Selain berkaitan dengan perkataan dan tingkah laku, masyarakat Bugis juga memiliki keyakinan dalam menolak atau memberhentikan ganasnya Angin Puting Beliung, yaitu dengan “mallosulosu” (telanjang, maaf masih terkesan fulgar) bagi kalangan pria mengelilingi ruang-ruang dalam rumah. Hal ini diyakini dapat mengusir Angin Puting Beliung. Mengapa dilakukan hanya oleh pria? Dalam konteks pemaknaan awalnya dalam bahasa Bugis Angin Puting Beliung dibahasakan seperti alat kelamin pria, maksudnya anging yang berbentuk memanjang menyerupai alat kelamin pria. Jadi ketika para pria bertelanjang mengitari ruang-ruang dalam rumah mengibaratkan “Laso Anging” tersebut telah masuk dalam rumah yang tentunya tidak akan merusak. Jika hal ini telah dilakukan maka barulah para pria boleh turun meninggalkan rumahnya. Sehingga biasaya para wanita dan anak-anak akan terlebih dahulu meninggalkan rumah mencari tempat yang aman, sehingga tidak akan terlihat oleh siapa pun. Inilah salah satu tradisi yang masih diyakini hingga sekarang.
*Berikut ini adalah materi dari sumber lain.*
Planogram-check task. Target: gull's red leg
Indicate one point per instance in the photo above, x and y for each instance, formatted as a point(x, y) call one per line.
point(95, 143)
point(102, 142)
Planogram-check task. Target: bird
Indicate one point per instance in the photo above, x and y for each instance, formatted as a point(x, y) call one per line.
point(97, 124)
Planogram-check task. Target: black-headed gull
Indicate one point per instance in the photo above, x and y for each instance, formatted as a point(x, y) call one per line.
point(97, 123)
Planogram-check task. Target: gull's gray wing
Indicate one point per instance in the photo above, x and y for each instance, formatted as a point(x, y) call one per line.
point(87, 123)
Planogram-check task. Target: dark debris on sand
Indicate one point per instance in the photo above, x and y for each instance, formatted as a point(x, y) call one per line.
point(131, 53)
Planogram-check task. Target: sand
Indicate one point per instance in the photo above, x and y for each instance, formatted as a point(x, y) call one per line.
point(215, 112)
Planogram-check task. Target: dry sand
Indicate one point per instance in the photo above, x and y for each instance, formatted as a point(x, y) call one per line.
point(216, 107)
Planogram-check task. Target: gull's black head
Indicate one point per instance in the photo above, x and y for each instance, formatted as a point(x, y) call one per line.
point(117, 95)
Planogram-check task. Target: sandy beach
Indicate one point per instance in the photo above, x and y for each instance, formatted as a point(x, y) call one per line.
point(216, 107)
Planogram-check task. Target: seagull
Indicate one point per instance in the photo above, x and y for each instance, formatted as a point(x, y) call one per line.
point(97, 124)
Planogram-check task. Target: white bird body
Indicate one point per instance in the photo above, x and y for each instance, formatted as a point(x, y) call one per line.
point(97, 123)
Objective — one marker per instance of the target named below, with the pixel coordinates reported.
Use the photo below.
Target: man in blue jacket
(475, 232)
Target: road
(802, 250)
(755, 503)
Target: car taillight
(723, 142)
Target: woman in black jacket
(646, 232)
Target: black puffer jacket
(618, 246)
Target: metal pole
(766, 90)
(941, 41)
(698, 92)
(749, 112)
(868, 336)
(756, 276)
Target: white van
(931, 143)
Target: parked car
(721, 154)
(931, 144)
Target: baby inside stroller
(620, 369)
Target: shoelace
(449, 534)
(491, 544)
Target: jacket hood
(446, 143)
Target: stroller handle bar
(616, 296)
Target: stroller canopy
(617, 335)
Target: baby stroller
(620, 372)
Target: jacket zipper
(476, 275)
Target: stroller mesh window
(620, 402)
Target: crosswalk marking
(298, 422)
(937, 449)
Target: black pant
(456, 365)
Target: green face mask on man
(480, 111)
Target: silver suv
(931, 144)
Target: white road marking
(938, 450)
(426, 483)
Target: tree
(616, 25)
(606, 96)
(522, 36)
Selain tradisi tersebut juga banyak ditemui masyarakat yang memanjatkan doa kepada Allah SWT untuk keselamatan mereka.

Saat anggota keluarga lainnya menyelamatkan diri, maka pada saat itulah seorang pria melakukan ritual ini. Di titik inilah peran kepala rumah tangga menjadi penting. Melalui mereka, pengorganisasian penyelamatan warga bisa diwujudkan. Inilah bentuk kearifan lokal untuk mitigasi bencana. Pengorganisasian penyelamatan warga berbasis pada otoritas dan perangkat tradisi. Ragam tradisi yang dilakukan dalam mengusir atau mengadapi bencana angin puting beliung merupakan sebuah kearifan lokal dari masyarakat setempat. Pengetahuan indigenous ini berkembang melalui tradisi lisan dari mulut ke mulut dan mendapatkan tambahan dari pengalaman baru, tetapi pengetahuan ini juga dapat hilang atau tereduksi tergerus oleh perkembangan zaman. Dengan demikian, pengetahuan indigenous dapat dilihat sebagai sebuah akumulasi pengalaman kolektif dari sebagian besar masyarakat Desa Wette dari generasi ke generasi yang dinamis dan yang selalu berubah terus-menerus mengikuti perkembangan jaman.

Kearifan lokal adalah cara dan praktik yang dikembangkan oleh sekelompok masyarakat, yang berasal dari pemahaman mendalam akan lingkungan setempat, yang terbentuk di tempat tersebut secara turun-temurun. Pengetahuan semacam ini mempunyai beberapa karakteristik penting yang membedakannya dari jenis- jenis pengetahuan yang lain. Kenapa? Karena Kearifan lokal berasal dari dalam masyarakat sendiri, disebarluaskan secara non-formal, dimiliki secara kolektif oleh masyarakat bersangkutan, dikembangkan selama beberapa generasi dan mudah diadaptasi, serta tertanam di dalam cara hidup masyarakat sebagai sarana untuk bertahan hidup.